Creative Ideas for Summative Assessments

If you have some time and freedom to design your own mid-year assessment, you don’t necessarily have to assign a traditional exam or paper in order to understand your students’ progress. We Are Teachers shares some ideas for fun, unconventional end-of-semester assessments:

  • Establish a class YouTube channel. Knowing how to record and edit a video is a valuable skill in today’s culture. Give your students the opportunity to practice this skill by assigning them to record a video about this semester’s content. Students might work individually or in groups to find a creative way to present key concepts you assign to them for their video. Then you can compile the whole class’s videos together onto one YouTube channel that your students can use to review class material.
  • Create a subject-specific social media profile. Most of your students are probably on social media (or want to be).
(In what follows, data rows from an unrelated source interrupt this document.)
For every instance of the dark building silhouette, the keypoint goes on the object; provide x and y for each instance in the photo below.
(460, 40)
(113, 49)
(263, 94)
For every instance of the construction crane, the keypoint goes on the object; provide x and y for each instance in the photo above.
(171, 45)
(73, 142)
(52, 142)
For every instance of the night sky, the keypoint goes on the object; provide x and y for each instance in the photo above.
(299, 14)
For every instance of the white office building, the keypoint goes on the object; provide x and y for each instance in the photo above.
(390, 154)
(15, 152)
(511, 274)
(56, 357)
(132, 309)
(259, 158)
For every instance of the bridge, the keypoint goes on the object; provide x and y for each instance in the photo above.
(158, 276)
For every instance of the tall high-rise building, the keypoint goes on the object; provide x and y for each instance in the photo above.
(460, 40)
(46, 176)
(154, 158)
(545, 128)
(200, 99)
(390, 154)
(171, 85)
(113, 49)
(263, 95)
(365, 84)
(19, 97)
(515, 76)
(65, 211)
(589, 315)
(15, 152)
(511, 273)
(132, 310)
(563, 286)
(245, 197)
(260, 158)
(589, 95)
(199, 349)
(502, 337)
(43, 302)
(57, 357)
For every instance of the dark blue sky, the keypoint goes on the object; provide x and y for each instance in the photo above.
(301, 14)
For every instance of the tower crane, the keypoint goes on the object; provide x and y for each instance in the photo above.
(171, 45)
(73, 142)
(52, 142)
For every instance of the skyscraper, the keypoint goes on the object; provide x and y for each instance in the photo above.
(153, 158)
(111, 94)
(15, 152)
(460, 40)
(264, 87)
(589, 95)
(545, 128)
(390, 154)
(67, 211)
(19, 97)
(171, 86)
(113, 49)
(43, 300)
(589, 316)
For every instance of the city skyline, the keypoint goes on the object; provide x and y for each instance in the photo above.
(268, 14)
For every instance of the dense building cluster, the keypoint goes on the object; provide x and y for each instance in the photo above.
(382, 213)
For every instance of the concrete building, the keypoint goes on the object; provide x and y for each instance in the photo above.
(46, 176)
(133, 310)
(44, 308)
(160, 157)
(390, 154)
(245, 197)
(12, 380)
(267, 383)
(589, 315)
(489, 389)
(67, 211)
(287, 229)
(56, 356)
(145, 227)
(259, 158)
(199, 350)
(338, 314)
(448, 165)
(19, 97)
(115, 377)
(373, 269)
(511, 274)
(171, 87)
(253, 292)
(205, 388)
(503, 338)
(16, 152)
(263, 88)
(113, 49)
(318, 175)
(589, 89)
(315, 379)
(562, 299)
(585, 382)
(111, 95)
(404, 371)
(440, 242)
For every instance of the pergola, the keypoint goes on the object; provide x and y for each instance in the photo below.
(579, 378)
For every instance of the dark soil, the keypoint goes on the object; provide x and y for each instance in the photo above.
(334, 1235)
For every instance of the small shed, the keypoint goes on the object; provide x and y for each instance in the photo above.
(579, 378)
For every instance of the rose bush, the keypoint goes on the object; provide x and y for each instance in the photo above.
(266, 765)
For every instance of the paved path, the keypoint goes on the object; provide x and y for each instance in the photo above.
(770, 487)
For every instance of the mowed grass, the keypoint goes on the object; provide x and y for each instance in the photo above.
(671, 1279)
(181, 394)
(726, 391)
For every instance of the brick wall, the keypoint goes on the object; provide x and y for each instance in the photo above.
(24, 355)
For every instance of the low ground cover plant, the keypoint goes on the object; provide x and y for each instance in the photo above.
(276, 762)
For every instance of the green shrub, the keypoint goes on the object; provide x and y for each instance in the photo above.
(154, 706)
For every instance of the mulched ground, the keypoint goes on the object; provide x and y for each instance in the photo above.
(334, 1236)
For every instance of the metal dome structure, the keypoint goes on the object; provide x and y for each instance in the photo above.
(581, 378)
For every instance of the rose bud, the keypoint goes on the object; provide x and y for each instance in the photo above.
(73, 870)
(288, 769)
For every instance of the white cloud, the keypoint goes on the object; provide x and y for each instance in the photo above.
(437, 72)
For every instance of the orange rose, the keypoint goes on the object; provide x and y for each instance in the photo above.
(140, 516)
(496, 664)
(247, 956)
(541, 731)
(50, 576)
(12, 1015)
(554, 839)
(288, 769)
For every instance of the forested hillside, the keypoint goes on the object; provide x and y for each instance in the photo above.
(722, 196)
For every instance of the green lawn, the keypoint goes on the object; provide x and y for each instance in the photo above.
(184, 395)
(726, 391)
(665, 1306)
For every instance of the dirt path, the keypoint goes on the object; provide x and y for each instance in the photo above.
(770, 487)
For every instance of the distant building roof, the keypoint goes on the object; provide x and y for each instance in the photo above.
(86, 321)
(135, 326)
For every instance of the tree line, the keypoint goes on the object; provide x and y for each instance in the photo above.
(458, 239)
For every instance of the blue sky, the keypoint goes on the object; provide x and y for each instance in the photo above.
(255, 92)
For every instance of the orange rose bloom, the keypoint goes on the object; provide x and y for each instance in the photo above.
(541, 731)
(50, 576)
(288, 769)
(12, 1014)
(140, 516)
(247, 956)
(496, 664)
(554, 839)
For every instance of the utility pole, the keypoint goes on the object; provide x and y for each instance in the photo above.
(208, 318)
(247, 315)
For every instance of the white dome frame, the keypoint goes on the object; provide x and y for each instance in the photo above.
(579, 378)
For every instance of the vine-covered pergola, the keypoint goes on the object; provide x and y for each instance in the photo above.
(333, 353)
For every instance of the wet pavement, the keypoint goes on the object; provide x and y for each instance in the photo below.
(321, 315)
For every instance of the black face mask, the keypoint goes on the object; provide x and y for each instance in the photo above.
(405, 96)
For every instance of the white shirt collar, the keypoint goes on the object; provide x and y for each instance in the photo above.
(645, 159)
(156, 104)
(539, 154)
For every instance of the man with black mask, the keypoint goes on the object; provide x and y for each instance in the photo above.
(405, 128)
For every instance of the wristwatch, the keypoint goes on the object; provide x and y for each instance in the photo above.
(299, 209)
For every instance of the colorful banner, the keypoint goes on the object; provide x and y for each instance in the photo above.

Use their interest in these platforms to help them review and present content in a creative way. To start, you might give students a list of vocabulary, major figures, and key concepts they must cover. Then they can choose how, for example, an Instagram influencer might post about each item on the list.
  • Design a video game. We know that gamification is a great learning tool. Usually, the teacher is the one providing the game, but turning the tables can be just as effective. Have students design a video game, mapping out how players can “level up,” earn points or items, discover new lands, or fight bad guys using your course content. Make sure to provide guidelines for the material students need to cover, but then allow them to let loose and stretch their creative muscles (including drawing concept art or writing some code if they’re really ambitious).
  • Plot a road trip. If the only way to learn about your class concepts were to visit physical places, where would your students send people? For example, if students are learning about different types of climates, they might plot a trip that takes tourists to places with every climate. Or if students read books from several different authors this semester, they might “visit” each author’s hometown to learn about their books. This activity obviously might not work well for some subject areas, but it can be a fun way to encourage students to learn more about different places and cultures.
  • Build an app or wiki. A good app or wiki page organizes information in a way that’s easy to browse and highly user friendly. Creating an organizational structure like this requires the designer to know the information backward and forward, and that’s why this is a great exercise for a mid-year assessment. Students might not actually build an app, but they can map out the different buttons and pages and specify what content will go where, including creative ideas for how to display different types of information.